New START is the last surviving agreement from the Cold War era effort to avert nuclear apocalypse
Russia is suspending participation in a key nuclear arms reduction treaty with the US, President Vladimir Putin announced on Tuesday. He cited Washington’s failure to keep its end of the bargain and its deepening involvement in the Ukraine conflict.
The New START Treaty is the last surviving relic of the effort by the US and USSR to avert nuclear annihilation by accepting restrictions on their arsenals and building mutual trust.
Cold War legacy
START stands for “Strategic Arms Reduction Treaty” and was originally the name of a document signed by US President George H. W. Bush and Soviet leader Mikhail Gorbachev in 1991.

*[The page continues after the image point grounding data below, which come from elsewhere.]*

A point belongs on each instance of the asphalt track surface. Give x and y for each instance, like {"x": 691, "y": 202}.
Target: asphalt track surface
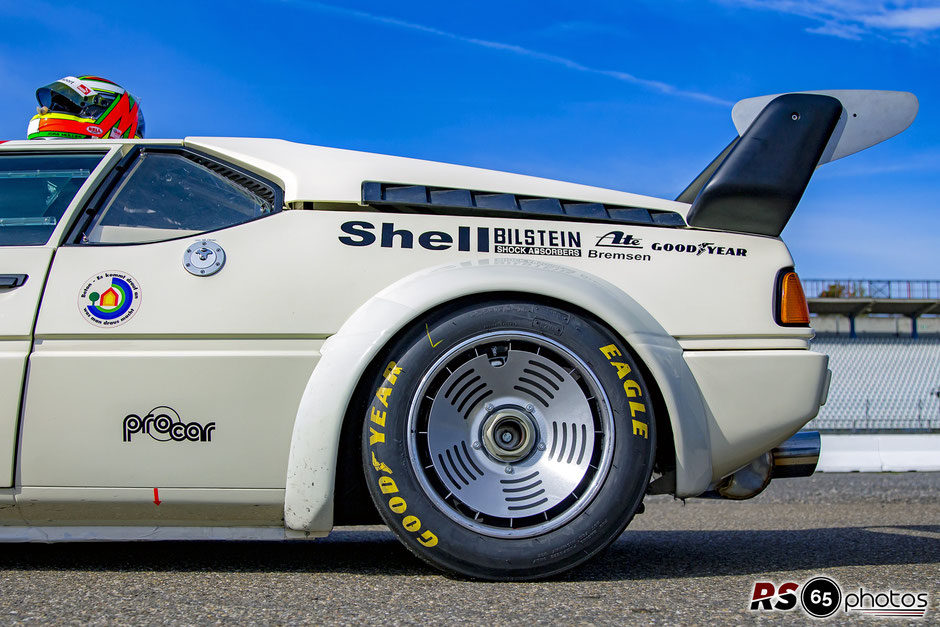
{"x": 692, "y": 563}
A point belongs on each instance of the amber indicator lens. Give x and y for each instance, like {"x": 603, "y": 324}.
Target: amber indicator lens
{"x": 793, "y": 309}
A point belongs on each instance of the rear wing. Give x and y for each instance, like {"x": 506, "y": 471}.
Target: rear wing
{"x": 756, "y": 182}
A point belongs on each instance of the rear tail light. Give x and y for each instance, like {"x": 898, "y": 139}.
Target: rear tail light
{"x": 792, "y": 309}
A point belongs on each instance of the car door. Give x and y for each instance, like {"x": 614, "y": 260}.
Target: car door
{"x": 36, "y": 189}
{"x": 162, "y": 358}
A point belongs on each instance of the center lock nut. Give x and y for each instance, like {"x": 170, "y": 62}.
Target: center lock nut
{"x": 509, "y": 434}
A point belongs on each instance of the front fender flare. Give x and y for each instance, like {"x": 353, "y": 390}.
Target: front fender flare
{"x": 345, "y": 356}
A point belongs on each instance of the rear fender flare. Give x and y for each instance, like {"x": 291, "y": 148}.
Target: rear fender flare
{"x": 347, "y": 354}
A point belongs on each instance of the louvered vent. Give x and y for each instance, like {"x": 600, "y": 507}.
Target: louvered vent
{"x": 420, "y": 198}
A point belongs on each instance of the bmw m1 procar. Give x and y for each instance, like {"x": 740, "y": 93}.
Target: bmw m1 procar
{"x": 251, "y": 338}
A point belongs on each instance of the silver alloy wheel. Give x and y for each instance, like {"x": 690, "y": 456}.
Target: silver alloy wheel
{"x": 510, "y": 434}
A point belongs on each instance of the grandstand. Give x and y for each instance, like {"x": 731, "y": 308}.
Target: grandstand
{"x": 883, "y": 342}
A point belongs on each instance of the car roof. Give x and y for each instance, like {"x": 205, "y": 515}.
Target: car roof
{"x": 321, "y": 174}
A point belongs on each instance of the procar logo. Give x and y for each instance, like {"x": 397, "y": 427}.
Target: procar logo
{"x": 822, "y": 597}
{"x": 164, "y": 424}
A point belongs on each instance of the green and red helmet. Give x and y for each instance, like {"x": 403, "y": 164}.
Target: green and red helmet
{"x": 86, "y": 107}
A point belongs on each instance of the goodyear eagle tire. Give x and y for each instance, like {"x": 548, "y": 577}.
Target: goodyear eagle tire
{"x": 508, "y": 441}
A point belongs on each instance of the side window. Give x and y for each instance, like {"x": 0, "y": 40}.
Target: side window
{"x": 165, "y": 195}
{"x": 35, "y": 190}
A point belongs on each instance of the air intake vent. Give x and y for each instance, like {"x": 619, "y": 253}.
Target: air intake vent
{"x": 262, "y": 191}
{"x": 447, "y": 201}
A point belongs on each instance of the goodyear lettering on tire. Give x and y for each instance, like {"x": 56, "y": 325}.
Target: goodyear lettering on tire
{"x": 378, "y": 413}
{"x": 632, "y": 389}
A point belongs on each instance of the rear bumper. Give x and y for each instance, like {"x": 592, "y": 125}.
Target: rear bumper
{"x": 756, "y": 399}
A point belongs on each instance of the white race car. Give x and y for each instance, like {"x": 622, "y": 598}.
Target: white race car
{"x": 251, "y": 338}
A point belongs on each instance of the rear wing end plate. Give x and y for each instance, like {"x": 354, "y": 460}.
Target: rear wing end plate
{"x": 756, "y": 182}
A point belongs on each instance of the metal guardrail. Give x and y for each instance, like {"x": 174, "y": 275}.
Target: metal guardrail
{"x": 871, "y": 288}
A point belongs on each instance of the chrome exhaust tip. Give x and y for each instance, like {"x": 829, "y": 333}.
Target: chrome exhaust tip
{"x": 797, "y": 457}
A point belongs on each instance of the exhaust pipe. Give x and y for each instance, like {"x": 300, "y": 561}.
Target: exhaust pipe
{"x": 797, "y": 457}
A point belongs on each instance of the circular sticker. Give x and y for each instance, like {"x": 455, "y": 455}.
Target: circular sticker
{"x": 109, "y": 299}
{"x": 821, "y": 597}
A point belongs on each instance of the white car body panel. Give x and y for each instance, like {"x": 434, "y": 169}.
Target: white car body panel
{"x": 272, "y": 347}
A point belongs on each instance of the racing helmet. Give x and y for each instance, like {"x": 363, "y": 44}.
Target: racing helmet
{"x": 86, "y": 107}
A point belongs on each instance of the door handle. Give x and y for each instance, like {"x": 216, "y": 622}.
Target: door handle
{"x": 10, "y": 281}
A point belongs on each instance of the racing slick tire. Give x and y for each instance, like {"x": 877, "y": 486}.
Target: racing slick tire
{"x": 508, "y": 440}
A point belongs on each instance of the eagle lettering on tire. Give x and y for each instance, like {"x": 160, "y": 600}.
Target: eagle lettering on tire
{"x": 516, "y": 443}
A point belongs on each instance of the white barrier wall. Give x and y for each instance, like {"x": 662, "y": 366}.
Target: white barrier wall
{"x": 879, "y": 452}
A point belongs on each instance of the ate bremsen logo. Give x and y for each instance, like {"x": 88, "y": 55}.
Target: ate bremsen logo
{"x": 109, "y": 299}
{"x": 822, "y": 597}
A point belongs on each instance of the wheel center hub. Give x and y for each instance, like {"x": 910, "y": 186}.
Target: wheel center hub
{"x": 509, "y": 434}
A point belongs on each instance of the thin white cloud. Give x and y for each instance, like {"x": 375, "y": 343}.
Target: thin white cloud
{"x": 902, "y": 20}
{"x": 907, "y": 19}
{"x": 626, "y": 77}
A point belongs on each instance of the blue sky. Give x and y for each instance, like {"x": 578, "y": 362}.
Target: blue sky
{"x": 629, "y": 95}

It was part of a decades-long effort by the two superpowers to put limits on the number of strategic nuclear weapons in their possession in a way that would give neither side an advantage.
The same process produced the 1972 Anti-Ballistic Missile Treaty (ABM), which protected deterrence capabilities by restricting the use of missile interceptors, and the 1987 Intermediate-Range Nuclear Forces Treaty (INF), which banned shorter-range nuclear-capable missiles to reduce tensions in Europe. The New START is the latest successor to the nuclear cap deal, signed during the Barack Obama administration. Trust but verify
The treaty puts a limit on nuclear devices and the means of their delivery, including ICBMs (intercontinental ballistic missiles), SLBMs (submarine-launched ballistic missiles) and long-range bombers, that the parties may have and deploy. The ceilings are still high enough to keep the US and Russia the biggest nuclear powers in the world.
The treaty also gives the parties the privilege of inspecting each other’s military sites to verify compliance. Deteriorated security architecture
Much of what the USSR and the US created in the name of strategic stability has since been eradicated.
US President George W Bush pulled his country out of the ABM Treaty, claiming that the US had to defend itself and Europe from “rogue states” – Iran and North Korea. In Moscow’s eyes, the interceptor launch sites that the US subsequently built in Eastern Europe are a major threat, since they could potentially be used to fire cruise missiles against Russia.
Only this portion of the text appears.